Anarchists and many others in the radical left and libertarian movements are rightly skeptical of gun control due to the history of state power, including gun laws, being weaponized to directly target and oppress marginalized communities while simultaneously maintaining a state monopoly on violence. Despite the dangers of gun control, gun violence is still a very serious issue which we absolutely have to address in any productive way we can. Of course, most every proposal up until now has included gun control measures enforced by the police under threat of prison time or other retributive punishment. This is completely at odds with the current movements to defund and abolish the police and to end prison slavery and mass incarceration. Short of disarming police themselves, how can we address gun violence without empowering the police to further harass marginalized peoples and further contributing to mass incarceration? Well, I laid out many possibilities in my 6 part essay series Combating Hate, and that’s a start, but we have to be able to do more in the here and now, right? In steps an unlikely hero with a new suggestion: Cory Booker.
On October 23, 2019, Senator Cory Booker introduced S.2671, the Break the Cycle of Violence Act, with Representative Steven Horsford introducing the bill in the House as H.R.4836. The Break the Cycle of Violence Act is unlike any other piece of gun control legislation introduced in recent history. Instead of creating more gun laws for the police to enforce, the bill instead suggests tackling gun violence by actually reallocating funds towards evidence-based community violence prevention programs instead of relying on police to solve the issue.
The proposed legislation looks towards independent examples from multiple cities, specifically citing three main types of programs:
“(A) Hospital-based violence intervention programs (referred to in this section as “HVIP”), which work to break cycles of violence by providing intensive counseling, peer support, case management, mediation, and social services to patients recovering from gunshot wounds and other violent injuries. Research has shown that violently injured patients are at high risk of retaliating with violence themselves and being revictimized by violence in the near future. Evaluations of HVIPs have found that patients who received HVIP services were 4 times less likely to be convicted of a violent crime and roughly 4 times less likely to be subsequently reinjured by violence than patients who did not receive HVIP services.
(B) Evidence-based street outreach programs, which treat gun violence as a communicable disease and work to interrupt its transmission among community members. These public health-centered initiatives use street outreach workers to build relationships with high-risk individuals in their communities and connect them with intensive counseling, mediation, peer support, and social services in order to reduce their risk of violence.
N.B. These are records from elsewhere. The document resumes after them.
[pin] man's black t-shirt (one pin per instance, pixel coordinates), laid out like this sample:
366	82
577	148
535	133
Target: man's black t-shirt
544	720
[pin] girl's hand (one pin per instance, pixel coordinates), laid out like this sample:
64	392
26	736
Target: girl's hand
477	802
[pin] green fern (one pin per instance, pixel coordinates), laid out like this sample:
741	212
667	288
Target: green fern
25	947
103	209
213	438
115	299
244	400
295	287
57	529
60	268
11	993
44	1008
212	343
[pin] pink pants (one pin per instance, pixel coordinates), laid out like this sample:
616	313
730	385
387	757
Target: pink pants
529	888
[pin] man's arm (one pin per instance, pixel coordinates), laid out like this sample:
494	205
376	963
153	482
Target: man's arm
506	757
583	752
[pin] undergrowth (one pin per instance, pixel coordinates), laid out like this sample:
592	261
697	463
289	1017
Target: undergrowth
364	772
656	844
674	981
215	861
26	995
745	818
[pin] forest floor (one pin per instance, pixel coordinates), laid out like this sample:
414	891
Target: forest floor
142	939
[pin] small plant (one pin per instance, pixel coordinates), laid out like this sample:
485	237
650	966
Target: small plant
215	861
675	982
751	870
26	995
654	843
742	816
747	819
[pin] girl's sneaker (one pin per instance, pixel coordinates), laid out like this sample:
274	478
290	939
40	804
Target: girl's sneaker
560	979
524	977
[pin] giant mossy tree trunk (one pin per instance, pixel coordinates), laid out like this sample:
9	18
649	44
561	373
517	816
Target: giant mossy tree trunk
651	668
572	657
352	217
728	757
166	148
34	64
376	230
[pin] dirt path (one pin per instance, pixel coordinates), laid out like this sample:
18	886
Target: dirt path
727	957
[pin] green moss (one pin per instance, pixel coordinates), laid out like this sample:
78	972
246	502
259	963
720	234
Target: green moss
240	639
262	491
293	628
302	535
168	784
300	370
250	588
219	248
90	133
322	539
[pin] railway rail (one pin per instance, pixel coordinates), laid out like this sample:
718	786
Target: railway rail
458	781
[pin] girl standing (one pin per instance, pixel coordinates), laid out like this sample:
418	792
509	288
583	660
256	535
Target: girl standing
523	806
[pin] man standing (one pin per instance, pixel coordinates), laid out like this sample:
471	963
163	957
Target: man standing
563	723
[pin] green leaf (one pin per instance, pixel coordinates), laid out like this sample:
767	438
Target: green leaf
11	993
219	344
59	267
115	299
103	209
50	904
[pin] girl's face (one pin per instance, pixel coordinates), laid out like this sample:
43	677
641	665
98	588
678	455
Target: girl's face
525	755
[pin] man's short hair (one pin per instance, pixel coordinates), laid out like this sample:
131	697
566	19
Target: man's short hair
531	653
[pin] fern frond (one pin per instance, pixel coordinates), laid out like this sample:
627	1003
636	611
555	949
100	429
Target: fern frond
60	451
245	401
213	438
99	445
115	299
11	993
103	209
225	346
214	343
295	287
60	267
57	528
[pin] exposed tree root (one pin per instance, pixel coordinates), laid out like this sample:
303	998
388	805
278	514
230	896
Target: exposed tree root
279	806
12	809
Evaluations have found that these programs are associated with significant reductions in gun violence, with some sites reporting up to 70-percent reductions in homicides or assaults.
(C) Strategies, including group violence interventions (referred to in this section as “GVI”), which are a form of problem-oriented policing that provides targeted social services and support to individuals at highest risk for involvement in community violence, and a process for community members to voice a clear demand for the violence to stop. This approach coordinates law enforcement, service providers, and community engagement efforts to reduce violence among a small, identifiable segment of the population that is responsible for the vast majority of gun violence in most cities. In one evaluation of the GVI program in Boston, researchers found a 63-percent reduction in youth homicides and a 25-percent decline in monthly gun assaults across the city. Other studies have found that GVI programs were associated with homicide reductions of up to 60 percent.”
Evidence shows that these programs work, without further contributing to mass incarceration or police violence. The issue currently is that these programs are inconsistently scattered across the country and inadequately funded. We need to fund these programs adequately and institute them throughout the country for them to be most effective at the work they do. This bill would create a funding system for these programs in the form of grants to programs in areas with significant gun violence, thus reducing gun violence (and related violence not involving firearms as well) and saving the tax payers a significant amount of money that currently goes towards emergency medical care and a bloated policing and mass incarceration system which does not actually address the problem. In effect, this solution is one of defunding the police. Even though the grant system this legislation would enact is not directly funded by reallocating resources currently going to local police departments, it does directly fund an alternative to the police that is far more effective, thus meaning that the police will be ever so slightly less involved moving forward. Having community-based anti-violence initiatives tackle the issue of gun violence instead of creating new laws for the police to enforce provides a path forward where police are not seen as the solution to every issue in society.
This bill combines the goals of several intersecting political movements and puts into practice the ideas of restorative and transformative justice in a major way. It is extremely important to back efforts like these when introduced and do our best to help make them reality. Very rarely does a piece of legislation offer us a decent solution to the issues it claims to address, but this seems like one of those rare times.